Carol Ayres é mestre em História Social pela PUC-SP, trabalha na área de sustentabilidade e cidadania há 17 anos, colaborando com projetos de ponta baseados na ética e na justiça. Foi gestora pública do SUS em São Paulo por 7 anos, coordenando um programa de políticas públicas integradas na cidade. Foi coordenadora executiva da Plataforma Cidades Sustentáveis (2010). É fundadora da Humana Sustentável, uma rede de consultores em sustentabilidade.

Daniel Scandurra é músico e designer gráfico, pesquisa e realiza traduções e instalações intersemióticas em redes, rios, ruas. Acaba de lançar na internet um álbum/filme com a banda Eueueu

Edivaldo Santos é ex-morador da Vila Itororó. Líder habitacional, coordenador de projetos sociais, é também síndico e administrador de condomínios. Realiza atualmente seus estudos em direito, com especialidade em processo administrativo tributário.

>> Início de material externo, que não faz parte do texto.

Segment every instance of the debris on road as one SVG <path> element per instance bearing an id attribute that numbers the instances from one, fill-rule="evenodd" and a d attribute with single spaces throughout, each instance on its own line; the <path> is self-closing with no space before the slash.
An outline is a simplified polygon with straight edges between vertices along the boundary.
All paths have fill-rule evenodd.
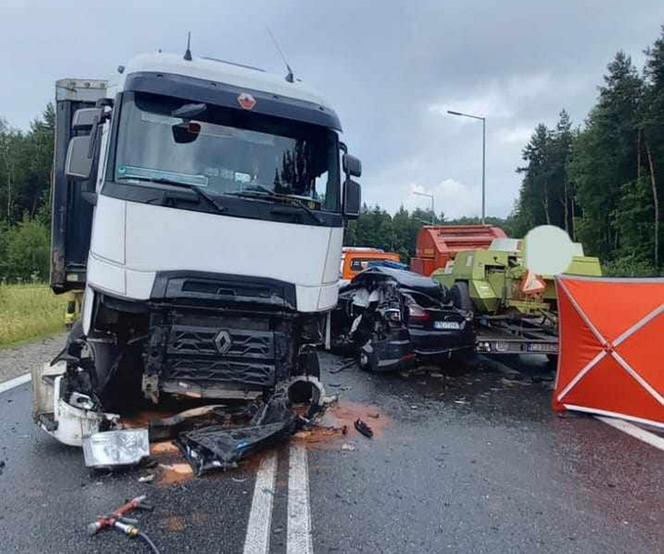
<path id="1" fill-rule="evenodd" d="M 346 361 L 345 363 L 341 364 L 338 367 L 335 367 L 334 369 L 330 369 L 328 373 L 334 374 L 334 373 L 341 373 L 344 369 L 348 369 L 349 367 L 353 367 L 357 361 L 355 359 L 352 359 L 350 361 Z"/>
<path id="2" fill-rule="evenodd" d="M 131 466 L 149 455 L 147 429 L 118 429 L 83 438 L 83 456 L 87 467 Z"/>
<path id="3" fill-rule="evenodd" d="M 341 445 L 341 450 L 347 450 L 349 452 L 353 452 L 353 451 L 357 450 L 357 448 L 355 447 L 354 444 L 351 444 L 349 442 L 345 442 Z"/>
<path id="4" fill-rule="evenodd" d="M 317 379 L 300 380 L 302 383 L 309 385 L 308 394 L 302 387 L 296 391 L 298 399 L 309 399 L 305 416 L 291 407 L 290 399 L 294 395 L 291 385 L 275 392 L 268 402 L 256 410 L 248 425 L 234 428 L 227 425 L 198 427 L 181 433 L 175 444 L 197 476 L 213 469 L 233 469 L 240 460 L 294 435 L 310 424 L 325 405 L 336 402 L 336 397 L 325 397 Z"/>
<path id="5" fill-rule="evenodd" d="M 146 510 L 151 512 L 154 507 L 145 503 L 146 498 L 145 495 L 137 496 L 120 506 L 112 514 L 97 518 L 97 521 L 88 525 L 88 534 L 96 535 L 105 529 L 115 529 L 116 531 L 127 535 L 130 539 L 141 539 L 150 547 L 152 552 L 159 554 L 159 549 L 155 546 L 154 542 L 152 542 L 152 539 L 150 539 L 150 537 L 137 526 L 138 521 L 127 517 L 127 514 L 136 510 Z"/>
<path id="6" fill-rule="evenodd" d="M 152 483 L 152 481 L 154 481 L 154 473 L 143 475 L 142 477 L 138 478 L 139 483 Z"/>
<path id="7" fill-rule="evenodd" d="M 361 435 L 364 435 L 364 436 L 367 437 L 368 439 L 373 438 L 373 431 L 372 431 L 371 427 L 369 427 L 369 426 L 368 426 L 364 421 L 362 421 L 361 419 L 356 419 L 356 420 L 355 420 L 355 423 L 354 423 L 353 425 L 355 425 L 355 429 L 356 429 L 357 432 L 360 433 Z"/>

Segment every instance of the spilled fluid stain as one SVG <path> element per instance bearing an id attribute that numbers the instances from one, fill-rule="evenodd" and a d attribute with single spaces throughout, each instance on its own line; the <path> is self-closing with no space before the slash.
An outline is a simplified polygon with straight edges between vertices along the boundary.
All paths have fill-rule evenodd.
<path id="1" fill-rule="evenodd" d="M 380 440 L 392 420 L 378 407 L 372 404 L 339 401 L 328 406 L 316 425 L 299 431 L 288 440 L 305 443 L 312 449 L 338 449 L 347 440 L 369 440 L 360 434 L 354 426 L 361 419 L 373 431 L 372 440 Z M 287 441 L 286 441 L 287 442 Z M 238 468 L 228 471 L 216 471 L 206 474 L 206 478 L 237 478 L 238 472 L 253 473 L 260 466 L 264 455 L 270 450 L 258 452 L 242 460 Z M 184 460 L 180 449 L 173 441 L 156 442 L 150 445 L 150 455 L 158 462 L 156 469 L 158 486 L 182 485 L 195 478 L 191 466 Z"/>
<path id="2" fill-rule="evenodd" d="M 369 440 L 355 429 L 354 423 L 358 419 L 371 427 L 374 440 L 382 438 L 392 422 L 377 406 L 339 401 L 327 408 L 318 425 L 297 433 L 294 439 L 307 443 L 311 448 L 338 448 L 340 441 L 355 438 Z"/>
<path id="3" fill-rule="evenodd" d="M 181 516 L 169 516 L 164 523 L 164 527 L 171 533 L 182 533 L 186 527 L 185 520 Z"/>
<path id="4" fill-rule="evenodd" d="M 175 414 L 177 414 L 177 412 L 173 410 L 168 410 L 168 411 L 143 410 L 128 416 L 123 416 L 122 424 L 130 429 L 136 429 L 140 427 L 147 428 L 154 421 L 159 421 L 160 419 L 172 417 Z"/>
<path id="5" fill-rule="evenodd" d="M 157 485 L 170 486 L 187 483 L 194 478 L 194 470 L 184 462 L 178 464 L 160 464 L 160 475 L 157 479 Z"/>
<path id="6" fill-rule="evenodd" d="M 157 485 L 181 485 L 194 478 L 194 471 L 184 461 L 180 449 L 173 441 L 155 442 L 150 445 L 150 456 L 157 461 Z"/>

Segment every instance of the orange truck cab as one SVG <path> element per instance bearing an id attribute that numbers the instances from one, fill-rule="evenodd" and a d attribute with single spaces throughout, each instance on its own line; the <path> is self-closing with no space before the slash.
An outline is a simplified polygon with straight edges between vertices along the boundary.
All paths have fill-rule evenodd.
<path id="1" fill-rule="evenodd" d="M 340 284 L 348 283 L 360 271 L 369 267 L 370 262 L 401 262 L 396 252 L 385 252 L 380 248 L 364 248 L 359 246 L 346 246 L 341 253 L 341 281 Z"/>

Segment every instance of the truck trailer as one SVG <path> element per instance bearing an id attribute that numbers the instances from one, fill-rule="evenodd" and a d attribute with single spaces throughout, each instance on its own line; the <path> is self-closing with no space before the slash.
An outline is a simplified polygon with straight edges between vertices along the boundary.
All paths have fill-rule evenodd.
<path id="1" fill-rule="evenodd" d="M 318 378 L 360 161 L 288 75 L 144 54 L 56 84 L 51 286 L 82 291 L 33 375 L 62 442 L 166 399 L 265 398 Z"/>

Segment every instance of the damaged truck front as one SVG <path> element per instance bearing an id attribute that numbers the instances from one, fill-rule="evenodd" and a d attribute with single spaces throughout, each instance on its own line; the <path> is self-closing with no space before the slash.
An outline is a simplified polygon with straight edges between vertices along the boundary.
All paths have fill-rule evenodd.
<path id="1" fill-rule="evenodd" d="M 39 425 L 80 445 L 141 406 L 316 379 L 360 207 L 330 106 L 290 78 L 161 53 L 58 81 L 56 104 L 51 284 L 84 301 L 33 375 Z"/>

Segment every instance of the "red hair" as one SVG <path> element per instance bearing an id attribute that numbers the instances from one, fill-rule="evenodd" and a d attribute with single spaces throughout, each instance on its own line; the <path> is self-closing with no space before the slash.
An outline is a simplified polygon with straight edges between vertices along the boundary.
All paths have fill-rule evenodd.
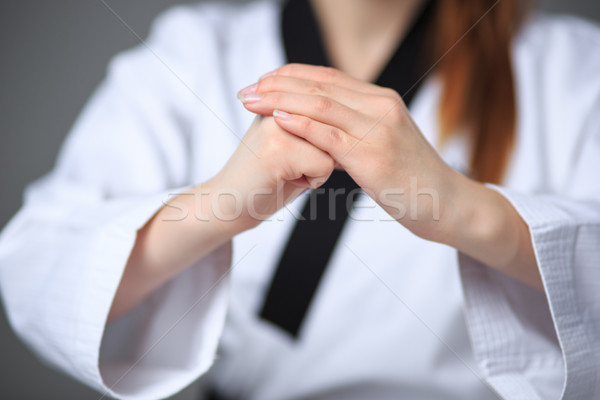
<path id="1" fill-rule="evenodd" d="M 529 3 L 519 0 L 440 0 L 435 52 L 442 58 L 441 144 L 457 131 L 472 146 L 470 174 L 500 183 L 517 121 L 511 42 Z"/>

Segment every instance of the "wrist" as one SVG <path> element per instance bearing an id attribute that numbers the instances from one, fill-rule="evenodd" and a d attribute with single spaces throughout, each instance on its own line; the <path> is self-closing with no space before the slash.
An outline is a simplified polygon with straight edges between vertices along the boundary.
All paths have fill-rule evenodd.
<path id="1" fill-rule="evenodd" d="M 492 268 L 504 269 L 518 251 L 520 231 L 513 215 L 516 212 L 495 190 L 457 175 L 445 202 L 436 241 Z"/>
<path id="2" fill-rule="evenodd" d="M 543 289 L 529 228 L 496 190 L 466 177 L 449 207 L 439 242 L 515 278 Z"/>
<path id="3" fill-rule="evenodd" d="M 194 187 L 192 192 L 194 215 L 188 223 L 193 230 L 209 229 L 217 240 L 225 242 L 256 225 L 247 218 L 244 196 L 221 184 L 218 177 Z"/>

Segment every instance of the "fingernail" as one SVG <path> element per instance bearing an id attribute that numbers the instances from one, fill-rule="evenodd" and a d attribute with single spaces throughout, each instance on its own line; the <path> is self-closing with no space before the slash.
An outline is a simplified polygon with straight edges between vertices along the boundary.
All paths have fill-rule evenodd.
<path id="1" fill-rule="evenodd" d="M 312 183 L 315 186 L 315 188 L 318 188 L 319 186 L 325 183 L 325 179 L 316 179 L 312 181 Z"/>
<path id="2" fill-rule="evenodd" d="M 258 78 L 259 81 L 268 78 L 269 76 L 275 76 L 277 74 L 277 70 L 275 71 L 271 71 L 271 72 L 267 72 L 266 74 L 264 74 L 263 76 L 261 76 L 260 78 Z"/>
<path id="3" fill-rule="evenodd" d="M 273 117 L 281 119 L 292 119 L 292 114 L 281 110 L 273 110 Z"/>
<path id="4" fill-rule="evenodd" d="M 256 93 L 256 88 L 258 87 L 258 84 L 255 83 L 253 85 L 250 85 L 248 87 L 243 88 L 242 90 L 240 90 L 238 92 L 238 97 L 240 95 L 246 95 L 246 94 L 251 94 L 251 93 Z"/>
<path id="5" fill-rule="evenodd" d="M 240 99 L 240 101 L 242 103 L 254 103 L 254 102 L 259 101 L 263 97 L 265 97 L 265 96 L 262 94 L 254 94 L 254 93 L 244 94 L 241 92 L 238 93 L 238 99 Z"/>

Jean Tible é militante e professor de Ciência Política da USP. É autor de Marx Selvagem (São Paulo, Annablume, 2013) e co-organizador de Junho: potência das ruas e das redes (Fundação Friedrich Ebert, 2014), de Cartografias da emergência: novas lutas no Brasil (FES, 2015) e de Negri no Trópico 23°26’14” (Autonomia Literária, Editora da Cidade e n-1 edições, 2017).

Júlia Ruiz é doutora em Antropologia pela USP e especialista em Educação Somática (Técnica Klauss Vianna) pela PUC-SP. Possui experiência em métodos de improvisação voltados para a criação e fortalecimento da presença coletiva – tais como a Pedagogia da Performance Radical do grupo La Pocha Nostra e o método DanceAbility. É autora de Artes do Impossível (Annablume/Fapesp, 2013) e Cadernos do Outro Mundo: O Fórum Social Mundial em Porto Alegre (Humanitas/Fapesp, 2015) e co-coordenadora do Coletivo ASA – Artes Saberes e Antropologia.

Vivian Moreno Barbour é jurista, pesquisadora e urbanista, bacharela em Direito e mestre pela FAU/USP, onde desenvolveu pesquisa sobre a construção da Vila Itororó enquanto patrimônio cultural. Vem atuando no processo de reabertura do MUMBI – Museu Memória do Bixiga e desenvolveu o trabalho “Mapeamento Cultural da Vila Itororó a Partir do Território da Bela Vista”.